Dans ce cadre, l’une des cibles prônées par l’ODD 10 (celui qui est centré sur la réduction des inégalités) est de faire diminuer les frais de transaction des envois de fonds de l’étranger à moins de 3 %. Le Pacte mondial sur les migrations ne va pas aussi loin dans l’établissement d’une cible à atteindre spécifiquement, mais en revanche il appelle explicitement, parmi ses 23 objectifs, à promouvoir des « envois de fonds plus rapides, plus sûrs et moins coûteux et favoriser l’inclusion financière des migrants ».

Néanmoins, les frais inhérents aux envois de fonds demeurent élevés, pour des raisons qui vont de la concurrence limitée sur le marché aux obstacles réglementaires et au manque de transparence. D’après le rapport de la Banque mondiale, au cours du premier trimestre de 2020, les frais moyens d’un envoi de 200 dollars représentaient 6,8 % du coût total, soit plus du double que prévu dans la cible de l’ODD.

Une crise dans la crise

L’effondrement des envois de fonds est aussi un indicateur de l’ampleur des répercussions du coronavirus.

Durant les crises, les migrants réussissent malgré tout à continuer d’envoyer de l’argent à leur famille.
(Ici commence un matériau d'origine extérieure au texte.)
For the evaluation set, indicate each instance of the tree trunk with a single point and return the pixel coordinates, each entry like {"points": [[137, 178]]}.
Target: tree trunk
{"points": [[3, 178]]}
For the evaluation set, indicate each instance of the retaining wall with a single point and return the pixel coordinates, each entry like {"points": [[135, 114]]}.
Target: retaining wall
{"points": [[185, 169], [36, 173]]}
C’est dans ces périodes-là que les « [sommes envoyées de l’étranger] augmentent. Pourquoi ? Parce qu’elles sont là pour soutenir les familles… le principal investissement des migrants, c’est celui à l’intention de leurs êtres chers », explique M. de Vasconcelos.
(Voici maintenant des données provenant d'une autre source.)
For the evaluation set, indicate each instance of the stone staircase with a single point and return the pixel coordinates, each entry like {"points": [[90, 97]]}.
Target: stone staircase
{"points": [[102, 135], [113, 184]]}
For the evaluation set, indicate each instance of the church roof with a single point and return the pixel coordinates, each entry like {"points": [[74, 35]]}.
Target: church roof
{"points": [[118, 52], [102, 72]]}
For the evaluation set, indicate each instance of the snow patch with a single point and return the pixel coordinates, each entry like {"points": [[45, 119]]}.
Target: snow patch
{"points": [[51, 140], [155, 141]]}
De manière générale, les envois de fonds de l’étranger font preuve d’une grande résilience, comme on l’a vu lors de la crise financière de 2008 et 2009, lorsque les envois de fonds dans le monde vers les pays en développement n’ont diminué que de 6 % environ, alors que les investissements étrangers directs avaient baissé de 40 % et que les flux de dettes privées et de capitaux détenus en actions avaient chuté de 80 %. Cependant, la Banque mondiale prédit que l’on verra en 2020 le déclin le plus prononcé des envois de fonds de toute l’histoire récente, phénomène dont les répercussions dépasseront les migrants et leur famille.

L’Amérique latine étant désormais devenue l’épicentre de la pandémie, le tarissement des envois de fonds pourrait devenir l’un des facteurs menant à une contraction économique de la région qui atteindrait un niveau record de 5,3 %. Dans ces pays déjà fragiles économiquement, et qui comptent sur une économie grandement informelle, il s’agira de « la pire crise de toute son histoire », peut-on lire dans une déclaration du mois d’avril de la Commission économique pour l’Amérique latine et les Caraïbes (CEPALC).
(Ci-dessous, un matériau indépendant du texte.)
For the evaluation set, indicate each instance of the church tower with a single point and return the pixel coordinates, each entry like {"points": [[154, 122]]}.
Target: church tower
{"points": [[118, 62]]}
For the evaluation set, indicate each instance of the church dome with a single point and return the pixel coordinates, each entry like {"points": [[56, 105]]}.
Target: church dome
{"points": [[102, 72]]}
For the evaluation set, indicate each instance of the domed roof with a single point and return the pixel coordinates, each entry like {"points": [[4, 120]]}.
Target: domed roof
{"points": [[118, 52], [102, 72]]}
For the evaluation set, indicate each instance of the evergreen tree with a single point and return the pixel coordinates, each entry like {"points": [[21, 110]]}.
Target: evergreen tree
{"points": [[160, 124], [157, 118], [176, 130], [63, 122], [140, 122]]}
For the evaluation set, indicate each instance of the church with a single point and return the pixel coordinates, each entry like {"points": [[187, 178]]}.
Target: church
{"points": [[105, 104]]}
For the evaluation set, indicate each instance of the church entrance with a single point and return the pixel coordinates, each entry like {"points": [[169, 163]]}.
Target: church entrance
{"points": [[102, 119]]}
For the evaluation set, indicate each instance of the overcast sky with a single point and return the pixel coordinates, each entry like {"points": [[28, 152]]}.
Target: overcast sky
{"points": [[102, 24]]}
« Pour trouver une contraction comparable en ampleur, il faudrait remonter à la Grande dépression de 1930 (-5 %) ou même plus loin, en 1914 (- 4,9 %). »

Outre la chute de la demande de services touristiques et le plongeon des cours des matières premières, la réduction des envois de fonds de l’étranger sont parmi les cinq facteurs qui contribuent à cette contraction économique régionale historique. Un effet boule de neige pourrait s’ensuivre, la CEPALC prévoit d’ailleurs que 29 millions de personnes de plus sombreront dans la pauvreté, que le taux de chômage qui était de 8,1 % en 2019 passera à 11,5 %, le tout répercutant directement sur la capacité des ménages à pourvoir à leurs besoins de base.

En vue d’atténuer cet impact, la Banque mondiale et plusieurs agences du système des Nations Unies ont rejoint un appel mondial à l’action pour soutenir les migrants et le flux des envois de fonds. Parmi les mesures proposées : déclarer que les services d’envois de fonds sont des services essentiels, réduire les frais des transactions et adopter des politiques de protection sociale qui incluent les migrants.

Durement touchée par les sanctions internationales, l’économie du Venezuela était déjà au bord de l’abime. D’après des estimations de 2019 du Fonds monétaire international, le PIB du pays devait pourtant se réduire de 10 % de plus et le taux d’inflation atteindre 500.000 %. Étant frappés en même temps par la pandémie et par l’effondrement des cours du pétrole, les Vénézuéliens vont avoir encore plus besoin des envois de fonds de l’étranger, que comme jamais auparavant.

Pour les Vénézuéliens de l’étranger comme Isaac Cubillan, il est tout simplement inenvisageable de ne pas envoyer de l’argent au pays. « Je ne peux même pas imaginer de cesser d’envoyer de l’argent à ma famille : je culpabiliserais trop, et encore plus en cette période d’incertitude ».